Was meinst du mit Power (an einer 8500er Pumpe) ?,deine Algen und dein Schmutz im Teich vermehren sich schneller als du die aus deinem Teich pumpst, da liegt schon mal ein Hauptproblem

dann ein Rat von mir, setze an deine 8500er einen Skimmer und pumpe den in deinen Bachlauf ,
 dann Bau deinen Teich um auf Schwerkraft und  betreibe deinen Filter mit min.einem 30 T Liter Flow und nicht mit 10 T Liter, denn das wird dir nur Schlamm und Dreck am Boden bringen.

Alles was du weniger machst ist nur arbeit die du auf nächstes Jahr verschiebst ,wenn du einen Umbau wagst kannst  du mal über eine oder zwei Mammutpumpen nachdenken .

was hast du eigentlich für einen Teich ? die Form ,Pflanzzonen ja nein,Flachwasser ,Eckig ,Rund?
Mache mal Bilder vom IST zustand ,wie soll man etwas verbessern das man gar nicht sieht

Ich habe auch keinen normalen BA eher einen innenliegende Bodenflächen Absaugung über ein Rohr ,die bei mir seit Jahren super funzt....... 

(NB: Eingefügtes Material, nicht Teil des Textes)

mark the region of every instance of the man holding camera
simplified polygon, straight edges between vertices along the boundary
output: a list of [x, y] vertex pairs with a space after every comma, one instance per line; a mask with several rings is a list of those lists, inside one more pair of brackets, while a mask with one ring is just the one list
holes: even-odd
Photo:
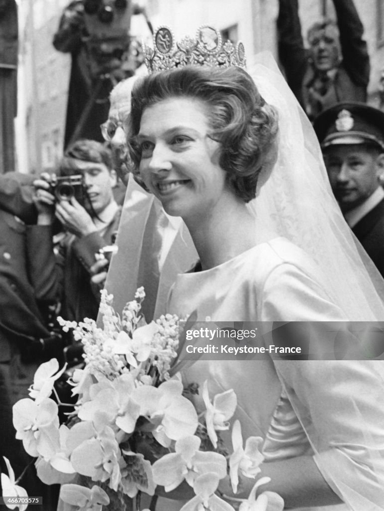
[[[95, 319], [100, 288], [90, 282], [91, 267], [112, 244], [121, 213], [112, 194], [116, 177], [111, 152], [99, 142], [78, 141], [65, 152], [59, 173], [56, 181], [45, 176], [34, 182], [38, 215], [32, 278], [37, 290], [58, 297], [64, 319]], [[55, 237], [54, 247], [55, 217], [64, 232]]]

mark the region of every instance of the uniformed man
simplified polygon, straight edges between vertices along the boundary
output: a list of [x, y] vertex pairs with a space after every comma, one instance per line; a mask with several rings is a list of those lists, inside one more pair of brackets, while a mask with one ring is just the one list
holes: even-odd
[[384, 276], [384, 112], [340, 103], [321, 114], [314, 127], [344, 217]]

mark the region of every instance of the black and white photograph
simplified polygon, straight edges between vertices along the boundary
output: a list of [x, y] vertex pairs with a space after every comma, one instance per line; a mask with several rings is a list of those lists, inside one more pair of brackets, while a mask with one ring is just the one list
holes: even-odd
[[0, 0], [0, 511], [384, 511], [382, 0]]

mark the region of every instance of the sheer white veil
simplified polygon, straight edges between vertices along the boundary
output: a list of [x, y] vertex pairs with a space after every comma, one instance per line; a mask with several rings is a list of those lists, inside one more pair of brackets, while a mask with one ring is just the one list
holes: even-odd
[[306, 115], [270, 54], [248, 72], [279, 112], [277, 161], [265, 166], [250, 204], [258, 223], [311, 257], [350, 321], [384, 320], [384, 280], [342, 216]]
[[[319, 282], [349, 320], [384, 321], [384, 280], [343, 218], [310, 123], [272, 56], [259, 56], [248, 68], [266, 101], [277, 108], [279, 123], [277, 161], [265, 165], [256, 197], [249, 204], [256, 225], [262, 227], [260, 232], [274, 232], [283, 236], [311, 257], [318, 266]], [[259, 241], [265, 240], [260, 238]], [[185, 225], [180, 219], [166, 215], [158, 201], [130, 179], [116, 242], [118, 250], [112, 257], [105, 286], [114, 295], [116, 310], [121, 311], [125, 303], [133, 298], [137, 287], [144, 285], [147, 295], [146, 319], [158, 317], [166, 310], [168, 293], [176, 274], [187, 271], [197, 260]], [[291, 363], [293, 362], [282, 362], [280, 369], [277, 364], [284, 384], [283, 364]], [[327, 385], [338, 389], [343, 375], [348, 379], [359, 374], [365, 390], [372, 389], [359, 395], [356, 383], [353, 387], [355, 395], [351, 395], [352, 390], [346, 391], [342, 401], [343, 413], [353, 425], [347, 432], [351, 443], [345, 451], [357, 461], [356, 473], [351, 475], [351, 466], [354, 466], [350, 457], [337, 449], [329, 450], [327, 443], [332, 440], [329, 438], [322, 444], [321, 434], [308, 425], [307, 410], [302, 408], [300, 397], [286, 385], [312, 445], [315, 459], [330, 485], [354, 511], [383, 510], [384, 424], [378, 424], [373, 433], [372, 430], [368, 433], [366, 423], [371, 426], [375, 422], [374, 417], [367, 416], [368, 400], [373, 402], [371, 410], [375, 409], [376, 401], [378, 403], [381, 400], [382, 403], [384, 362], [319, 361], [308, 363], [312, 364], [313, 381], [318, 378], [314, 384], [318, 389]], [[372, 378], [375, 382], [374, 388]], [[306, 387], [302, 383], [302, 393], [311, 391], [311, 396], [315, 394], [316, 389], [310, 386]], [[315, 408], [316, 404], [313, 404]], [[378, 407], [378, 418], [382, 417], [382, 404]], [[330, 406], [329, 413], [335, 411]], [[344, 427], [341, 425], [341, 430]], [[329, 458], [328, 452], [332, 453]]]

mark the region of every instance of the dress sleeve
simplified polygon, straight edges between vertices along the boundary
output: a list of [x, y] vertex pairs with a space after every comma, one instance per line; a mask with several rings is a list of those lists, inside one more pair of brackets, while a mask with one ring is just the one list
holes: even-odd
[[[315, 321], [318, 341], [328, 335], [330, 321], [345, 321], [319, 281], [293, 265], [271, 273], [263, 295], [265, 319]], [[382, 510], [384, 362], [274, 362], [330, 486], [353, 511]]]

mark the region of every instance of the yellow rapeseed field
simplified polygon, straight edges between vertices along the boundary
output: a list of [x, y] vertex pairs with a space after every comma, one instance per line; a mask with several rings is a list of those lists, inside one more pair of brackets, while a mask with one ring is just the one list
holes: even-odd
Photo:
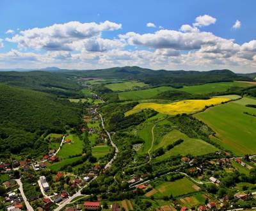
[[159, 104], [153, 102], [141, 103], [132, 109], [126, 112], [125, 115], [129, 116], [145, 109], [152, 109], [158, 113], [169, 115], [182, 113], [191, 114], [203, 110], [205, 106], [218, 105], [221, 102], [230, 100], [230, 99], [228, 98], [214, 97], [209, 100], [185, 100], [169, 104]]

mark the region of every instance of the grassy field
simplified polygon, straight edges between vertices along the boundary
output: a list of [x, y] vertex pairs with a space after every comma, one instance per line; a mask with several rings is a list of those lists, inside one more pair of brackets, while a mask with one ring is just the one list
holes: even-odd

ich sag ja nicht das das die beste Lösung ist aber mit Sicherheit besser und vor allem Sparsamer als gepumpt:smoki

Gruss Patrick 

Ps. höre auf zu Krümmeln , das funzt bei 50 m³ nicht mehr


----------



## heiti1976 (22. Mai 2013)

*AW: Filter Verbesserungsvorschläge*

Hey!
Das heisst alles weg und BA einbauen?? Oder wie soll ich auf Schwerkraft umbauen? Wie kriege ich so viel Flow hin, wenn jetzt die Tonnen schon bei der kleinen Pumpe überlaufen??
Wäre es nicht evtl. sinnvoll eine zweite Reihe Filtertonnen auf Dauer zu installieren, somit habe ich mehr Filtervolumen, und mehr Flow . Evtl. eine größere Pumpe oder eine zweite? Gibt es außer bei Oase Pumpen die über einen seperaten Sauganschluss verfügen?
Ich mache heute mal Bilder vom Teich und vom Filter!
Gruß Marc


----------



## Nori (22. Mai 2013)

*AW: Filter Verbesserungsvorschläge*

Ich denke bei deinem Besatz ist der Totalumbau nicht nötig - 10 koi auf 45000 Litern stellen große Herausforderung an den Filter.
Bevor du allerdings alles mit Tonnen zustellst, solltest du wie du es ja auch haben willst, deinen Bestand überarbeiten.
Ich pumpe mit einer 7500-er einen Meter hoch, anschließend läuft das Wasser in Schwerkraft über ein DN 70 in eine Tonne und 2 Stck. DN 50 schaffen das gerade noch (obwohl die mehr Fläche haben als die eine DN 70).
Du pumpst mit einer 8000-er und ein DN 70 kann das nicht schaffen.

Gruß Nori


----------



## Nori (22. Mai 2013)

*AW: Filter Verbesserungsvorschläge*

Übrigens kaufe ich ein "keine" - ...stellen keine (!) große Herausforderung...

Gruß Nori


----------



## heiti1976 (22. Mai 2013)

*AW: Filter Verbesserungsvorschläge*

Hallo!
Habe mal Bilder vom Teich und Filter gemacht. Den letzten Kommentar verstehe ich leider nicht.
Keiner eine Idee bzgl. einer Pumpe?


----------



## Nori (23. Mai 2013)

*AW: Filter Verbesserungsvorschläge*

Ich hab Oben geschrieben:
"...10 Koi auf 45000 Liter stellen große Herausforderung..." - ich hab das "keine" vergessen - die stellen absolut keine große Herausforderung an den Filter!

Nochmal zu Verständnis:
Die flache Kiste ist ein Siebfilter-Eigenbau, oder?
Wie viele große Tonnen hast du dann noch verbaut?
Weil ich es auf dem einen Bild gerade sehe:
Die Matten sollten auf keinen Fall den Tonnenein-oder Tonnenausgang verdecken - die Matten schneidet man formschlüssig zu, dass sie stramm reingedrückt werden können. Man sollte auch ein eine großflächige Beschwerung denken - ich verwende Säcke mit Muschelkalk.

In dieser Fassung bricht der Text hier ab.